There is an awful lot to see when you are talking about the most important issue facing our country since the Second World War. 
All they have left is ‘will of the people,’ and fatalism. That is it. But what if the will of the people changes? Polling from late May 2018 ( poll by a Think Tank called ‘The U.K. in a changing Europe’) shows that the 61 per cent of the population of Northern Ireland are in favour of staying in the Customs Union and Single Market. The same polling also showed, that if presented with the opportunity, 69 per cent of the population would vote to remain in the EU. This is an increase of 13 percentage points from the 2016 referendum. Have recent events, such as the Cabinet implosion over the so-called Chequers agreement, or indeed Mrs.

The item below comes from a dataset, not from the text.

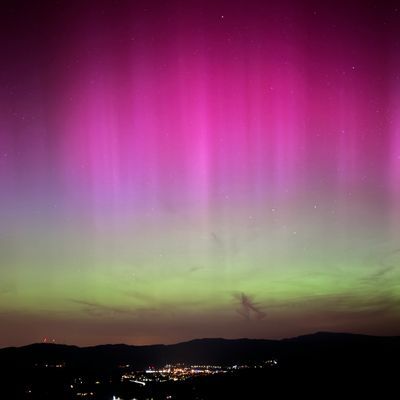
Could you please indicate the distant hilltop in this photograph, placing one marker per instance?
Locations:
(315, 349)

May’s visit to Belleek done anything to reverse that trend? I doubt it.
Leavers like Mrs. Foster won the vote on June 23 ,2016, but they have been losing the argument ever since. The Brexit they promised is not on offer. The claims made for it are not materialising. The tests set for it are not being met. 
That is why, with Cabinet, Parliament, both main parties, and above all the country as divided as ever, the case for a People’s Vote on the final deal is growing. And it is precisely because they sense the will of the people changing that Brextremists fear the people having the final say. The people want the right decisions made. The politicians prefer to live with unicorns, delusions, and gigantic great elephants.